Ever since the Bretton Woods agreements – the accords after the Second World War which bequeathed the architecture for the modern international financial system – America’s trading partners have been left to cope with the impact of Washington’s control and, in more recent years, the hegemony of the dollar as the dominant global reserve currency.

The Chinese believe, for example, that the Americans persuaded Britain to stay out of the euro in order to prevent an earlier move away from the dollar. But Chinese banking sources say their discussions have gone too far to be blocked now. “The Russians will eventually bring in the rouble to the basket of currencies,” a prominent Hong Kong broker told The Independent. “The Brits are stuck in the middle and will come into the euro. They have no choice because they won’t be able to use the US dollar.”

Chinese financial sources believe President Barack Obama is too busy fixing the US economy to concentrate on the extraordinary implications of the transition from the dollar in nine years’ time. The current deadline for the currency transition is 2018.

The US discussed the trend briefly at the G20 summit in Pittsburgh; the Chinese Central Bank governor and other officials have been worrying aloud about the dollar for years. Their problem is that much of their national wealth is tied up in dollar assets.
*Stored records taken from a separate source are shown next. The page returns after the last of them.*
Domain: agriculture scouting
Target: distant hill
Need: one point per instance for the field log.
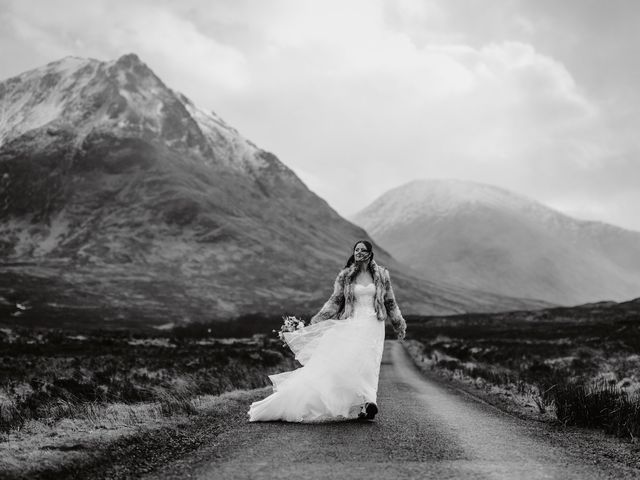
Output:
(122, 201)
(481, 237)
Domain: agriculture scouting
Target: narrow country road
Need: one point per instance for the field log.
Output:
(424, 430)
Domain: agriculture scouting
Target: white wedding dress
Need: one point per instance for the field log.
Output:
(341, 365)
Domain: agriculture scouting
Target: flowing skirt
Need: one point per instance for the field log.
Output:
(341, 365)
“These plans will change the face of international financial transactions,” one Chinese banker said. “America and Britain must be very worried. You will know how worried by the thunder of denials this news will generate.”

Iran announced late last month that its foreign currency reserves would henceforth be held in euros rather than dollars. Bankers remember, of course, what happened to the last Middle East oil producer to sell its oil in euros rather than dollars. A few months after Saddam Hussein trumpeted his decision, the Americans and British invaded Iraq.